Sirolimus-Eluting Stent in Coronary Lesions - SIRIUS
This study evaluates the efficacy of sirolimus-eluting coated stent in native coronary lesions.
To establish the safety and efficacy of the sirolimus-eluting BX Velocity stent in reducing target vessel failure in de novo native coronary artery lesions compared with the uncoated BX Velocity stent.
Patients Enrolled: 1,101
Mean Follow Up: 9 months
Men and women with de novo native coronary lesions requiring single-vessel treatment of higher risk lesions (2.5-3.5 mm diameter and 15-30 mm length).
Recent MI (<24 hr); unprotected left main disease; ostial location; total occlusion (TIMI 0 flow); angiographic evidence of thrombus; calcified lesion which cannot be predilated; left ventricular ejection fraction (LVEF) <25%; impaired renal function; pretreatment with devices other than balloon angioplasty; allergy to aspirin, clopidogrel, or ticlopidine; prior or planned intervention within 30 days.
Failure of the target vessel (a composite of death from cardiac causes, MI, and repeated percutaneous or surgical revascularization of the target vessel) within 270 days.
Major adverse coronary events (MACE) at 1, 6, 9, 12, 24, and 36 months; angiographic binary restenosis (>50% diameter stenosis) at 8 months; in-stent and in-lesion minimum lumen diameter (MLD) at 8 months; TVR at 9 months; device success, lesion success, and procedure success (in-hospital); economic factors: index hospitalization costs, length of stay, and repeat hospitalizations (for up to 12 months).

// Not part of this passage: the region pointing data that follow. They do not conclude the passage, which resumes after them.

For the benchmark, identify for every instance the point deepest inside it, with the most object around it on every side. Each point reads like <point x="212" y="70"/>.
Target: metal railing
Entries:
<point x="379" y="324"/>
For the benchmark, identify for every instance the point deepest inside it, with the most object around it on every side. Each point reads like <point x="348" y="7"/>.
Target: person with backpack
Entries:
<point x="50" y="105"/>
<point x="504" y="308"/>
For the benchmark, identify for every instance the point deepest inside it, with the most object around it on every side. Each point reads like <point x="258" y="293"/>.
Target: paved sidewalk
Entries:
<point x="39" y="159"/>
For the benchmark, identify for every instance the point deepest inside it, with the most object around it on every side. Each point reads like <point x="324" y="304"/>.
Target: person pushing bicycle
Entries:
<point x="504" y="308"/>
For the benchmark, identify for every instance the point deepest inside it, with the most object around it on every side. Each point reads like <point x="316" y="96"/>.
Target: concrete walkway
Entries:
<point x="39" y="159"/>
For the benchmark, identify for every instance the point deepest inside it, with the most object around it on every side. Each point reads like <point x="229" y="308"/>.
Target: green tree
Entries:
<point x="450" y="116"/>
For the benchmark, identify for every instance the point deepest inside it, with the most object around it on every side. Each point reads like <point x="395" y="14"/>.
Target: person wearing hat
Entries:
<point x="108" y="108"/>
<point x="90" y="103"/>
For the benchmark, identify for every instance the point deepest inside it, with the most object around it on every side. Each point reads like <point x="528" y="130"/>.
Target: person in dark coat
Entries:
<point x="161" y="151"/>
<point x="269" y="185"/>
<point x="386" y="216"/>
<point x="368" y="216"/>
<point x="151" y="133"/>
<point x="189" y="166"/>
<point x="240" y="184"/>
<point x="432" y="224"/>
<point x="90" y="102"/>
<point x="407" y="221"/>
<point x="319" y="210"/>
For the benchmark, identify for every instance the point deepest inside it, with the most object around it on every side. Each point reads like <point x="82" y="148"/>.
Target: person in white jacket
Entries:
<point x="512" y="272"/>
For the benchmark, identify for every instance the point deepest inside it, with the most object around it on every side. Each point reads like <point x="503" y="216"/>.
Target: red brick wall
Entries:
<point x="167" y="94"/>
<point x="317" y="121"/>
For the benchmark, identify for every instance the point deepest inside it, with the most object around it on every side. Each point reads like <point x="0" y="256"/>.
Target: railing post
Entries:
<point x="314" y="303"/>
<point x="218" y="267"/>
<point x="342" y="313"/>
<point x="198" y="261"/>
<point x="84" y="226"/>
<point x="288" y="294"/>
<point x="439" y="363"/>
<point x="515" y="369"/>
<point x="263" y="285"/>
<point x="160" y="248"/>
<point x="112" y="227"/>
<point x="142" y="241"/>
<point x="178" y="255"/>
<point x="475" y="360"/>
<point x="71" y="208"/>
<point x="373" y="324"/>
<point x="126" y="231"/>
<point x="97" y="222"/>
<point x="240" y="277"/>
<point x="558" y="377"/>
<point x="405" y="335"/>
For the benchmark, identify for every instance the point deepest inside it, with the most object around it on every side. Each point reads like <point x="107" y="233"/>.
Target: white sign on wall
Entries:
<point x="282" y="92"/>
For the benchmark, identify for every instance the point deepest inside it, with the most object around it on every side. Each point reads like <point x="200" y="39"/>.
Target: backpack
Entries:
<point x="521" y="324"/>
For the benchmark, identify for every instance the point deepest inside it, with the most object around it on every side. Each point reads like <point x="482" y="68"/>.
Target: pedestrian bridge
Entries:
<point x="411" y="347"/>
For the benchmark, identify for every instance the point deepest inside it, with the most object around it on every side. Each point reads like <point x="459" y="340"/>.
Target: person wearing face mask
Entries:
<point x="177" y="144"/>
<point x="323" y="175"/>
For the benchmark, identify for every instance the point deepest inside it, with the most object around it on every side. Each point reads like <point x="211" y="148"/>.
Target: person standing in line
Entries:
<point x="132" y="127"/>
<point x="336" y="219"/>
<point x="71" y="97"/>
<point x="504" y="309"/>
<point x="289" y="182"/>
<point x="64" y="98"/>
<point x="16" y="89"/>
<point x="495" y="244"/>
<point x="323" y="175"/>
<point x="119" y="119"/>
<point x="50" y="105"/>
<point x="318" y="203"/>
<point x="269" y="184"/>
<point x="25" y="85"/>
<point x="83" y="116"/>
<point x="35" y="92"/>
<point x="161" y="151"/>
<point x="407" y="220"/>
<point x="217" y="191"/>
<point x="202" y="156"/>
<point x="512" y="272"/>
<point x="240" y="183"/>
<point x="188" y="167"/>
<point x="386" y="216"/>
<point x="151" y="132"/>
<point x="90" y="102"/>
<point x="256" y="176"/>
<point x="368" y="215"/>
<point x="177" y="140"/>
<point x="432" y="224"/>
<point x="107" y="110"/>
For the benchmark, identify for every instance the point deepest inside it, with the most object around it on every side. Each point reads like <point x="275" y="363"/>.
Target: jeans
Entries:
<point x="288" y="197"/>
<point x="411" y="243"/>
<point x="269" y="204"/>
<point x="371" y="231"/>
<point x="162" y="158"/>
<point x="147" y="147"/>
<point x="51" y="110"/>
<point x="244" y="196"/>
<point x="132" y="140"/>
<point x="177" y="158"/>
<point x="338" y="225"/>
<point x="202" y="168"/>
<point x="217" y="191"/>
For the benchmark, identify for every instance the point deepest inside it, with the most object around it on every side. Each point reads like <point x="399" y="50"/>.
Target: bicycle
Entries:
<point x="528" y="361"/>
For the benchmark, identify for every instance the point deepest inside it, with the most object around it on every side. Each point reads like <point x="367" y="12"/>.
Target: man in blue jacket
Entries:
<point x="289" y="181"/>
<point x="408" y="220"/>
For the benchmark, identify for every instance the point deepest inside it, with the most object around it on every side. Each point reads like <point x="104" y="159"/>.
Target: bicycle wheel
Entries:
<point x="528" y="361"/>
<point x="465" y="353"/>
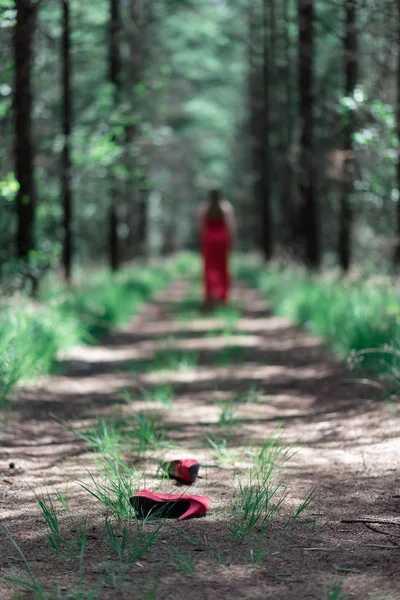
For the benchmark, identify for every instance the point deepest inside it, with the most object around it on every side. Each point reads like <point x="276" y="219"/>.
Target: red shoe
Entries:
<point x="168" y="506"/>
<point x="183" y="470"/>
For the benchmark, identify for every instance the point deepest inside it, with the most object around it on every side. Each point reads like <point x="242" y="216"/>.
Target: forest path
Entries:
<point x="234" y="377"/>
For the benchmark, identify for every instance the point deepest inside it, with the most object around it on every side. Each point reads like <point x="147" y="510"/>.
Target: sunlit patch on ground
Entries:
<point x="289" y="450"/>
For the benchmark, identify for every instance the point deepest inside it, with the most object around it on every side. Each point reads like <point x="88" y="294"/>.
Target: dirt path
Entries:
<point x="234" y="381"/>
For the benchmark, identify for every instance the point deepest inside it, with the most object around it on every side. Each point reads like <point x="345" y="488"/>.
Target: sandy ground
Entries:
<point x="345" y="442"/>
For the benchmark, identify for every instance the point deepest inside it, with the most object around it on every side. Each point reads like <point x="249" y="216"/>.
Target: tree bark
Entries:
<point x="351" y="70"/>
<point x="255" y="107"/>
<point x="308" y="212"/>
<point x="397" y="247"/>
<point x="115" y="79"/>
<point x="66" y="166"/>
<point x="24" y="149"/>
<point x="266" y="240"/>
<point x="288" y="126"/>
<point x="136" y="200"/>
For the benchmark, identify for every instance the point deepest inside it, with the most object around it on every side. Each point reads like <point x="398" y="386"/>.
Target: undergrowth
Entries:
<point x="359" y="318"/>
<point x="32" y="333"/>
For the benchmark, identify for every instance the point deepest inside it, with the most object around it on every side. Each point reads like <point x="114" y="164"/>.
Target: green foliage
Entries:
<point x="351" y="315"/>
<point x="32" y="333"/>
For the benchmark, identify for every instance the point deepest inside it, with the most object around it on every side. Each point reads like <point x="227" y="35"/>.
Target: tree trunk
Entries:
<point x="288" y="126"/>
<point x="255" y="110"/>
<point x="115" y="79"/>
<point x="351" y="64"/>
<point x="308" y="212"/>
<point x="266" y="224"/>
<point x="24" y="152"/>
<point x="66" y="166"/>
<point x="135" y="199"/>
<point x="397" y="248"/>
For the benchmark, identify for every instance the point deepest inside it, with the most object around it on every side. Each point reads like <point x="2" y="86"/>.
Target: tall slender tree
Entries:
<point x="115" y="79"/>
<point x="135" y="197"/>
<point x="66" y="166"/>
<point x="255" y="103"/>
<point x="308" y="210"/>
<point x="266" y="224"/>
<point x="351" y="71"/>
<point x="24" y="149"/>
<point x="397" y="248"/>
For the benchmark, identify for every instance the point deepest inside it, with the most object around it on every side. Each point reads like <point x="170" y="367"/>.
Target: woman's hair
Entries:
<point x="215" y="210"/>
<point x="215" y="196"/>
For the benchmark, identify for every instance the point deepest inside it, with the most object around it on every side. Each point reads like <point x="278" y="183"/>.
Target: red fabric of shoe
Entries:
<point x="168" y="506"/>
<point x="185" y="470"/>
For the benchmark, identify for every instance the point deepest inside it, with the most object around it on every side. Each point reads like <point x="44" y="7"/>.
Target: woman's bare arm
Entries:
<point x="230" y="219"/>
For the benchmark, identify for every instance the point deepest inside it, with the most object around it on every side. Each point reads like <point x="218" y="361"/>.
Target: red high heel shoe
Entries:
<point x="185" y="470"/>
<point x="168" y="506"/>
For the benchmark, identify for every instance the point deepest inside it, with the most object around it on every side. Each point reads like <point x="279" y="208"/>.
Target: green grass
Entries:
<point x="184" y="562"/>
<point x="352" y="315"/>
<point x="33" y="333"/>
<point x="161" y="394"/>
<point x="256" y="503"/>
<point x="336" y="593"/>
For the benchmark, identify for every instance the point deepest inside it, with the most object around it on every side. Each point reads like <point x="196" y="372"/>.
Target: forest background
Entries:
<point x="117" y="117"/>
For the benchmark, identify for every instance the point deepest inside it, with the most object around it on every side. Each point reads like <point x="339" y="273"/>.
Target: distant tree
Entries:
<point x="26" y="16"/>
<point x="66" y="166"/>
<point x="397" y="248"/>
<point x="255" y="105"/>
<point x="351" y="72"/>
<point x="115" y="79"/>
<point x="308" y="221"/>
<point x="135" y="197"/>
<point x="265" y="170"/>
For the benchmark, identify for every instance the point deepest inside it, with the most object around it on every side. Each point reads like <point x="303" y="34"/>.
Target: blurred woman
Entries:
<point x="216" y="227"/>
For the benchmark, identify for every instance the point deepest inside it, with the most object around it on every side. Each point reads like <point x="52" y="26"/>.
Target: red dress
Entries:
<point x="215" y="246"/>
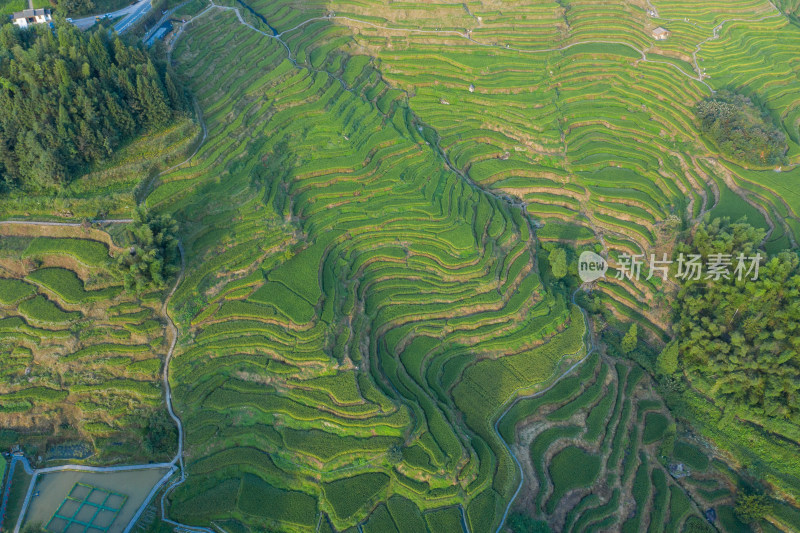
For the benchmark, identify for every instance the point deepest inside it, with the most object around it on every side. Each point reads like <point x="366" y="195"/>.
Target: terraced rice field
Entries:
<point x="601" y="453"/>
<point x="362" y="298"/>
<point x="81" y="359"/>
<point x="573" y="108"/>
<point x="355" y="314"/>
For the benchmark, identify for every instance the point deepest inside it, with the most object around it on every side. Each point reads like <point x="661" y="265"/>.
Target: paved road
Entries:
<point x="136" y="10"/>
<point x="142" y="8"/>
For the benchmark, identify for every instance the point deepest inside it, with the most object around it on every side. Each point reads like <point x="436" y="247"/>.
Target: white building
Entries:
<point x="660" y="34"/>
<point x="26" y="18"/>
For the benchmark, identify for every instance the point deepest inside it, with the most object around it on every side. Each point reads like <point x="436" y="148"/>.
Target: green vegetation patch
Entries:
<point x="740" y="129"/>
<point x="259" y="498"/>
<point x="40" y="309"/>
<point x="69" y="287"/>
<point x="13" y="290"/>
<point x="655" y="426"/>
<point x="90" y="253"/>
<point x="350" y="494"/>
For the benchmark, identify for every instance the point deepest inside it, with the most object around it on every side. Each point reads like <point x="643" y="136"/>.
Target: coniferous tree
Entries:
<point x="69" y="99"/>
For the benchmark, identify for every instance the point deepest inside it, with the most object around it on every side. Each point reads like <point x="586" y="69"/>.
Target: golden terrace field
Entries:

Sirolimus (rapamycin) vs placebo to reduce target vessel failure within 9 months of revascularization
At the 8 month follow-up, in-stent restenosis was 91% lower in the sirolimus-eluting stent arm compared with the bare stent arm (3.2% vs 35.4%, p<0.001). Likewise, in-segment restenosis was 75% lower in the sirolimus-eluting stent arm (8.9% vs 36.3%, p<0.001). Late lumen loss was lower in the sirolimus-eluting stent arm, whether in the proximal margin (0.17 mm vs 0.33 mm, p<0.001), in-stent (0.17 mm vs 1.0 mm, p<0.001) or in the distal margin (0.04 mm vs 0.24 mm, p<0.001). The primary endpoint of target vessel failure (cardiac death/MI/TVR) at 9 months was lower in the sirolimus-eluting stent arm (8.6% vs 21.0%, p<0.001) as was MACE (7.1% vs 18.9%), driven primarily by a reduction in target lesion revascularization (4.1% vs 16.6%, p<0.001). Similar angiographic results of reduced in-stent restenosis rates were seen in the diabetic subgroup (n=279) (8.3% vs 48.5%, 83% relative reduction, p<0.001), the LAD lesion subgroup (n=462) (2.0% vs 41.6%, 95% relative reduction, p<0.001), and the overlapping stent subgroup (n=344) (7.1% vs 42.7%, p<0.001). In-segment late loss was significantly lower in the sirolimus-eluting stent arm in vessels of all sizes: small vessels, ~2.3 mm (0.31 mm vs 0.77 mm, p<0.001), medium vessels, ~2.8 mm (0.21 mm vs 0.86 mm, p<0.001) and large vessels, ~3.3 mm (0.19 mm vs 0.81 mm, p<0.001).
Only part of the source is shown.